C’était ce texte bleu à chaque film avant le château Disney qui défilait trop vite pour être lu mais trop lentement pour être acceptable. C’était des bagarres avec mon frère et ma sœur pour savoir si on regardait « Hercule » ou « Rox et Rouky », et finir par se mettre d’accord sur « Le Roi Lion ».

C’était aussi le temps des cassettes de papa, tout en haut sur l’étagère, avec leur boîtier noir, et qu’il ne fallait pas toucher. Quinze ans plus tard, les cassettes sont toujours là, tout en haut sur une autre étagère, et n’ont jamais été touchées. Et bientôt les secrets de papa seront emportés par l’oubli, par la technologie et le temps qui avancent sans nous attendre. Parce que le vieux magnéto commence à ne plus très bien marcher.

Télécommande et films à gogo, par Thomas Thillou

Le premier magnétoscope que mes parents ont acheté aura été le dernier, puisqu’il a duré jusqu’à l’apparition du DVD. Il a révolutionné deux choses. D’abord, il avait une télécommande. Du coup, on pouvait passer par le magnétoscope pour regarder la télé et ainsi avoir enfin une télécommande. Le salon était grand, et il y avait une guerre froide permanente autour de « qui va changer la chaîne ? »

La deuxième révolution est plus personnelle : il m’a fait découvrir le cinéma. Mes parents enregistraient des films pour mon frère et moi. Ça a été d’abord ceux d’Hitchcock. Les cassettes de « 240 min » étaient utilisées pour mettre deux films. On les gardait bien rangées et étiquetées sous l’escalier, avec la critique de « Télérama » découpée et rangée dans la boîte, pour connaître la distribution.

Ça a été aussi la location des VHS, à la boutique de la ville voisine, permettant de découvrir beaucoup ce que les années 1980 et 1990 ont produit.

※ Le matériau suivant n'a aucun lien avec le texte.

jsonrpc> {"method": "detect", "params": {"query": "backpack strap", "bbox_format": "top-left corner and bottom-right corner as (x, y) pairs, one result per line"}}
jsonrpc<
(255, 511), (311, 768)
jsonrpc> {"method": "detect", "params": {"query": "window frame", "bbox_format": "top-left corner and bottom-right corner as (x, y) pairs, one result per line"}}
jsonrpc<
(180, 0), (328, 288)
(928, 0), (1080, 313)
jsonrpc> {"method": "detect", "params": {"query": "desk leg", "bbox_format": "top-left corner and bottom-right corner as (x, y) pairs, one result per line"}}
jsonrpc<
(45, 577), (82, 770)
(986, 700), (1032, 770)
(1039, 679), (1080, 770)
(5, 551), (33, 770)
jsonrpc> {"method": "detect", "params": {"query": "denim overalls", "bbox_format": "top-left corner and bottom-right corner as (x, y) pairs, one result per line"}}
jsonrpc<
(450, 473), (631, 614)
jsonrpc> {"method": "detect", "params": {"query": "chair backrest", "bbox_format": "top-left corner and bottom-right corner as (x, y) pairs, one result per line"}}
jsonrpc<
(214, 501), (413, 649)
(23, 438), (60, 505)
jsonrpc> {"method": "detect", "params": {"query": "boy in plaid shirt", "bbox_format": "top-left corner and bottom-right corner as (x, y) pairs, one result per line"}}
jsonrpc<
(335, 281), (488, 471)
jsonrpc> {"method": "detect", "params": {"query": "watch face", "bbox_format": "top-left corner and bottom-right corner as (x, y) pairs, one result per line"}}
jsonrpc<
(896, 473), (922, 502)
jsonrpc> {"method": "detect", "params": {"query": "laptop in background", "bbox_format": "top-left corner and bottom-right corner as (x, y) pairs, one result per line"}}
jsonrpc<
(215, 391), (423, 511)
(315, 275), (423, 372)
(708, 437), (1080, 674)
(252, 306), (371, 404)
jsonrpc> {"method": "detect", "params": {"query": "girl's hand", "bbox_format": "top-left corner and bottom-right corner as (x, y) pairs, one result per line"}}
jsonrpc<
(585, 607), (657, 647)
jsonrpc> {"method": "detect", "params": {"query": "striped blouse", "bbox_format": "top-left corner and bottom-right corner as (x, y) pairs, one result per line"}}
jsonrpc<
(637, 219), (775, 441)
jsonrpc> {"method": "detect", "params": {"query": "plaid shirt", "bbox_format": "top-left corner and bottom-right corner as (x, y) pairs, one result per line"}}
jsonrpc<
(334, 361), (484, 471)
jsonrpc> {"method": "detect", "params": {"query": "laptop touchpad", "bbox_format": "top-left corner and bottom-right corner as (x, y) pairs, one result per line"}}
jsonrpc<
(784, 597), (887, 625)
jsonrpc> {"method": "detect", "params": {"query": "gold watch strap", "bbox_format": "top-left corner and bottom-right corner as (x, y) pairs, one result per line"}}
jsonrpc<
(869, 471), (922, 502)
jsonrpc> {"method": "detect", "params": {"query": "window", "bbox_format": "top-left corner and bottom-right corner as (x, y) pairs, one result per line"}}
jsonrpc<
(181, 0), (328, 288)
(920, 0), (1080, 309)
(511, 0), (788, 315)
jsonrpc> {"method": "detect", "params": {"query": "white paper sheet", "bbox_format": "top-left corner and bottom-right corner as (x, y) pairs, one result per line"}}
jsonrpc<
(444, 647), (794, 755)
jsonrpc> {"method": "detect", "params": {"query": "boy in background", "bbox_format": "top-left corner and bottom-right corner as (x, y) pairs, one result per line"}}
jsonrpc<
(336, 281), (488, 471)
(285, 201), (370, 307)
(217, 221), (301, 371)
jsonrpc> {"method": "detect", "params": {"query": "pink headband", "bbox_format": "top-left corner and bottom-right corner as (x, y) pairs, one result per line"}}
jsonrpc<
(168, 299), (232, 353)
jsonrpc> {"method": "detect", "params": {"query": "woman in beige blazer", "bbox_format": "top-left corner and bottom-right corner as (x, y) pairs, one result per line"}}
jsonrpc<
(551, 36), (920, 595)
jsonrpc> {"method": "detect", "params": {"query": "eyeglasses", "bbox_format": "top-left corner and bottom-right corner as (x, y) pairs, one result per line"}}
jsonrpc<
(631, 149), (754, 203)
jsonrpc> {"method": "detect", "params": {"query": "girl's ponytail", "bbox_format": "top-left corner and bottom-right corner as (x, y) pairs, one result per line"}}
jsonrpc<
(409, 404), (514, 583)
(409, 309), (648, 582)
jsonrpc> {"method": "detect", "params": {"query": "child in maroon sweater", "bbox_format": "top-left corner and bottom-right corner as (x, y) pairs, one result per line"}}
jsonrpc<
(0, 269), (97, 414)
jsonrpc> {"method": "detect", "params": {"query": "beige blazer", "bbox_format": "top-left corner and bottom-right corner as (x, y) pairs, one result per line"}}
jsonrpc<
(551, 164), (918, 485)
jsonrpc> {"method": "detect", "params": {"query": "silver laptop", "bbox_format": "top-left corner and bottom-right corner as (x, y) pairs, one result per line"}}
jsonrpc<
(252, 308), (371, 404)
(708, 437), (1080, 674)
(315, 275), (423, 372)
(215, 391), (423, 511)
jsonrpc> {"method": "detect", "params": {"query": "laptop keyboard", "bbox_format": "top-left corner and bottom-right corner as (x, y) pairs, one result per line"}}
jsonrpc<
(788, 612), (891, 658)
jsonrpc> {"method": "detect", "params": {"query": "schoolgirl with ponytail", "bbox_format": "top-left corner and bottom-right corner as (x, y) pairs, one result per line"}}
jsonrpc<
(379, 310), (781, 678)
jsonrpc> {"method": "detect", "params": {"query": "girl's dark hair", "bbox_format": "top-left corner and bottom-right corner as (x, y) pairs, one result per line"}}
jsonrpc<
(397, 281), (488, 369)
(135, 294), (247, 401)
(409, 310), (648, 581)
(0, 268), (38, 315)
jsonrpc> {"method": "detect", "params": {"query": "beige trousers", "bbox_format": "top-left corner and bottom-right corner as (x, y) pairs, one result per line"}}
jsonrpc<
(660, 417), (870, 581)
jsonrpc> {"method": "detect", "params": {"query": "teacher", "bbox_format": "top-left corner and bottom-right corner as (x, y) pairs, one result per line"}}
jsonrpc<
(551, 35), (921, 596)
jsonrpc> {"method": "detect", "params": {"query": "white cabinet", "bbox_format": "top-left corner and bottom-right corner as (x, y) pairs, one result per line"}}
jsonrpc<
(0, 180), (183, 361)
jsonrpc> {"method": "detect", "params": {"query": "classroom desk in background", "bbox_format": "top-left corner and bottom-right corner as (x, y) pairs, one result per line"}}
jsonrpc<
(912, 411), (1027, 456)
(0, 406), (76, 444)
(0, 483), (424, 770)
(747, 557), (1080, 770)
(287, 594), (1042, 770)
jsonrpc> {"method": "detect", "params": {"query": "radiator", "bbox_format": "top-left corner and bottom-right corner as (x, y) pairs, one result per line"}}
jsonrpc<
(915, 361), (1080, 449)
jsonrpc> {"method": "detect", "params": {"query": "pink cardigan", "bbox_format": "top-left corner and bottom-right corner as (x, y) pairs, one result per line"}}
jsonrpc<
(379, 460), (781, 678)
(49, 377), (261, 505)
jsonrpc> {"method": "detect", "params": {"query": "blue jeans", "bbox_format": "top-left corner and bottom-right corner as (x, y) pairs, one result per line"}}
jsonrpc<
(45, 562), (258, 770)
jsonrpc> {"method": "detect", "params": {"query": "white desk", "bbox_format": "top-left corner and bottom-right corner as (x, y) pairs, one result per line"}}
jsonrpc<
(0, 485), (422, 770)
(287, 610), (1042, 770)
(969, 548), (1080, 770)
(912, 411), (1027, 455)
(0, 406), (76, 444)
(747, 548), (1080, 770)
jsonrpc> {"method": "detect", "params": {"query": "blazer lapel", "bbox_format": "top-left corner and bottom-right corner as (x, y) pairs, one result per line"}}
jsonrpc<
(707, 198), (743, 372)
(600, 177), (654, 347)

Mais le plus beau souvenir reste quand même la cassette préparée par mon grand-père : il y avait transféré tous ses vieux films sur lesquels j’apparaissais. Il y avait une émotion particulière à me découvrir ainsi bébé, mes parents jeunes, et les autres aussi, sur l’écran de télé, et sans avoir à sortir tout un matériel ou à changer des bobines.

240 min : la promesse d’enregistrer deux films sur la même cassette VHS.

Le vidéoclub, le vendredi après-midi, par Magali Tavier

C’était le début des années 1980. Le vidéoclub, le vendredi après-midi, où on pouvait louer quatre K7 pour le week-end, énorme. La découverte de chefs-d’œuvre et de navets. Et aussi l’enregistrement des émissions cultes de Lenoir ou de Philippe Manœuvre, et de centaines de clips des Cure, Duran Duran, Billy Idol, Pat Benatar, Bananarama… tout se mélangeait joyeusement sur mes K7, que je me revisionnais le mercredi, le matin tôt de préférence, quand mes parents venaient de partir au boulot. Il y avait aussi les films que j’ai vus des dizaines de fois, comme « Les hommes préfèrent les grosses », surtout pour la musique, d’ailleurs. J’oubliais presque le drame de la K7 qui se termine avant la fin du clip.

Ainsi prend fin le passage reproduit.